Prana and compiled classes
2008 May 10th by todd anderson
I have recently gotten into incorporating Prana – the Inversion of Control framework of AS3 created by Christophe Herreman- into my projects. I gotta say, it’s beautiful piece of work and makes me rethink my approach to the architecture of applications again.
I don’t want to go into IoC and dependency injection and how your applications can truly benefit by using the Prana framework, as this post may get pretty long and these references are much better reading than my rambling:
Christophe’s blog: http://www.herrodius.com/blog/
Martin Fowler’s Inversion of Control Containers and the Dependency injection pattern
the hollywood principle
What i did want to bring up is that i had a small problem with the workflow and how i develop. Which is my problem, of course but nonetheless…

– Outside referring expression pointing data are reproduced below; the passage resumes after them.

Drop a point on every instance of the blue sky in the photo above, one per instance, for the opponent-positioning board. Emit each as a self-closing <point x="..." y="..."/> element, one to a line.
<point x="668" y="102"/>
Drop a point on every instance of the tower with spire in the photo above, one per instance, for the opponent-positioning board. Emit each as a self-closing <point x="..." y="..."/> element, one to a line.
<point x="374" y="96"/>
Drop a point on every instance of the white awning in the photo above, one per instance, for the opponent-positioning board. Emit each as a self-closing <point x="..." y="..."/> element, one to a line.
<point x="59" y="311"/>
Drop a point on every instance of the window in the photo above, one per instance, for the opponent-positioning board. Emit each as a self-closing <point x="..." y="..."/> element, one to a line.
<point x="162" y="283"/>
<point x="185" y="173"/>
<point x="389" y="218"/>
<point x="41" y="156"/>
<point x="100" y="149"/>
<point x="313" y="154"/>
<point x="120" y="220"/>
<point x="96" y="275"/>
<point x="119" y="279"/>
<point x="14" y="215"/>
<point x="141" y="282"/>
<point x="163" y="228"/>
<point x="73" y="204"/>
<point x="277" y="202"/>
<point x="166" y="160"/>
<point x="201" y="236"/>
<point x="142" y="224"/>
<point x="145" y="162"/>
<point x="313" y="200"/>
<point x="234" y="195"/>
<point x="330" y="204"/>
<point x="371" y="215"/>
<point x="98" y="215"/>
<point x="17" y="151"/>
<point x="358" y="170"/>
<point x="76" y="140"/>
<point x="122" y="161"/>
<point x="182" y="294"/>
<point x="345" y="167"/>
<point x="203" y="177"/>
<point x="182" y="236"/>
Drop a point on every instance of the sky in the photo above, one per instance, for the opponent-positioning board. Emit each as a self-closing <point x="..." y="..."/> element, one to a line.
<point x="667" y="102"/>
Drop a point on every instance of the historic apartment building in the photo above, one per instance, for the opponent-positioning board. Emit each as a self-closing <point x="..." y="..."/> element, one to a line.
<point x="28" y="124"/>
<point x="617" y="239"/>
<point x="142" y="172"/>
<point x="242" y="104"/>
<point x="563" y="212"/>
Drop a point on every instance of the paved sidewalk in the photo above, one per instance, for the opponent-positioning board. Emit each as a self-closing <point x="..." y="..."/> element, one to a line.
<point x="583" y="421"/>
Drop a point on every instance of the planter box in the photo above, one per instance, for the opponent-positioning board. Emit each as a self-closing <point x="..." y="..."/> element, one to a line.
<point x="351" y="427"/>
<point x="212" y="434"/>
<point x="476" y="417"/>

One important thing to remember is that the context file is an external file that is loaded by the application at runtime. This means you will need to have all the possible classes your application may use already compiled into the SWF in order for the objects to be instantiated and your application to work. If you are typing to interfaces, this could prove to be a bit of a problem. You could create a reference for each class that may be needed in another class that is known to be compiled into the SWF – as Christophe explains in this post – but that always seemed dirty to me.

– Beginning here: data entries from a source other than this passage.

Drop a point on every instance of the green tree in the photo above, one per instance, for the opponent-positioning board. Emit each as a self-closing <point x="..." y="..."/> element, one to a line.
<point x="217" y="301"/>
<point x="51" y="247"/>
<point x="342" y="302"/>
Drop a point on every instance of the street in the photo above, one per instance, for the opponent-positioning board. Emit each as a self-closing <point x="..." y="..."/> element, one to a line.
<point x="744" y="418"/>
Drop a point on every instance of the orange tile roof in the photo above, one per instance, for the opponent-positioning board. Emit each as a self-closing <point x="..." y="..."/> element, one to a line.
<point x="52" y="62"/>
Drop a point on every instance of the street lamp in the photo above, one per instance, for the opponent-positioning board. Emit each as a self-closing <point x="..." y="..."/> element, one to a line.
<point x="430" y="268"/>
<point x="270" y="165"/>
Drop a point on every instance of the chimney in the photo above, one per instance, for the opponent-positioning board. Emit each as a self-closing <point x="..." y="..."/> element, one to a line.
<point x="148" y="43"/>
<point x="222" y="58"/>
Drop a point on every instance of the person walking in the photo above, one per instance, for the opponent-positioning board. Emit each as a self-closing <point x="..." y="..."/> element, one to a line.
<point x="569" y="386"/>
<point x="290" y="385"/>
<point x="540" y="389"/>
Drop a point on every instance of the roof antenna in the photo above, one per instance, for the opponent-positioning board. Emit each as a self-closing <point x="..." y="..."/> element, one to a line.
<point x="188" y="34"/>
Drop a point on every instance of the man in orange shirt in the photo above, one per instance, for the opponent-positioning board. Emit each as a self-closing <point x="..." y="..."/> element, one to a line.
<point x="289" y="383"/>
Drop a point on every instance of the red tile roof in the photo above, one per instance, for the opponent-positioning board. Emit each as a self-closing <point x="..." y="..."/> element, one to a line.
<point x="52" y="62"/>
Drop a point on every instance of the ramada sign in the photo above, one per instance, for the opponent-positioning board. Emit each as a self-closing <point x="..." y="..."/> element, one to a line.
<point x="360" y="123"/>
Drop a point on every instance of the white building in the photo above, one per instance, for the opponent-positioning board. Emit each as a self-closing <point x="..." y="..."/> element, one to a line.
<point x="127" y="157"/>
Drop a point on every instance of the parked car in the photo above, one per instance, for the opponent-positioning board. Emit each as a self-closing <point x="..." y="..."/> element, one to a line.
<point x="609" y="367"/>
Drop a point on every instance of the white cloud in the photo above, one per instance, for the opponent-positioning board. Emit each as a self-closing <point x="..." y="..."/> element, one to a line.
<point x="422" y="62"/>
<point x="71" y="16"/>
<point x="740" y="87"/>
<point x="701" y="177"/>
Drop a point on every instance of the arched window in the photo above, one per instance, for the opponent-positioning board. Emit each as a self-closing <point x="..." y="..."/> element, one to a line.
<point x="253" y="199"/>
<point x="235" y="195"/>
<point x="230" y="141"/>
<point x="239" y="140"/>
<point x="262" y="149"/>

As is mentioned in the comments to that post, you can also go about adding each class using the -includes compiler option. Adding all possible classes using the -includes option makes for an excellent case on when to use additional compiler configurations, and presents the option to really just change the application context file and the additional configuration file as the project sees fit, without having to open up the source and tack on or remove dummy references to classes.

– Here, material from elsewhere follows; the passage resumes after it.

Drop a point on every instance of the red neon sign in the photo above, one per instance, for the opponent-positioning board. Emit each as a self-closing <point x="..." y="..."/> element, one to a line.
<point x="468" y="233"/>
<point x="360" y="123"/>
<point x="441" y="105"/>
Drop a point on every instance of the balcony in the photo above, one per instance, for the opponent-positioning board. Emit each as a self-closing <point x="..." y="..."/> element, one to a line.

As an example, take for instance this application context file:
< ?xml version="1.0" encoding="utf-8"?>
<objects>
<property file="app.properties" />
<!-- Handles direct invocation on client -->
<object id="callbackHandler" class="com.example.responder.CallbackResponderImpl" />
<!-- Handles connection to Red5 application -->
<object id="connectionDelegate" class="com.example.business.ConnectionDelegateImpl">
<property name="rtmpURI" value="${app.rtmpURI}" />
<property name="client">
<ref>callbackHandler</ref>
</property>
</object>
</objects>
.. for each possible implementation of ConnectionDelegate and CallbackResponder that i may decide to swap in and out as the project seems fit, i would either need to hold a reference to each implementation in some class sure or be compiled into the SWF, or i could store them in an additional config file that can be added using the -load-config option with an additional value:
The prana.config file:
<flex -config>
<includes append="true">
<symbol>com.example.reponder.CallbackResponderImpl</symbol>
<symbol>com.example.business.ConnectionDelegateImpl</symbol>
</includes>
</flex>
… drop that in my source folder and add the compiler option:
-load-config+=prana.config
From there, i could change the context as i see fit, update the prana.config file to reflect my preferences and just recompile the application without having to go into the source and muck about. It’s a little more clean for me and allows me to happily go about using the Prana framework.
The best part is that Prana is truthfully AS3 compliant! Meaning you can use it in your Flex AND AS3 projects, which cannot be said for some frameworks that claim to be AS3 and actually use class from the mx package… (looking at you as3lib). A huge pet-peeve of mine.
*Last i checked, the source under version control doesn’t seem to reflect the current changes Christophe has made, but they are included in the downloads.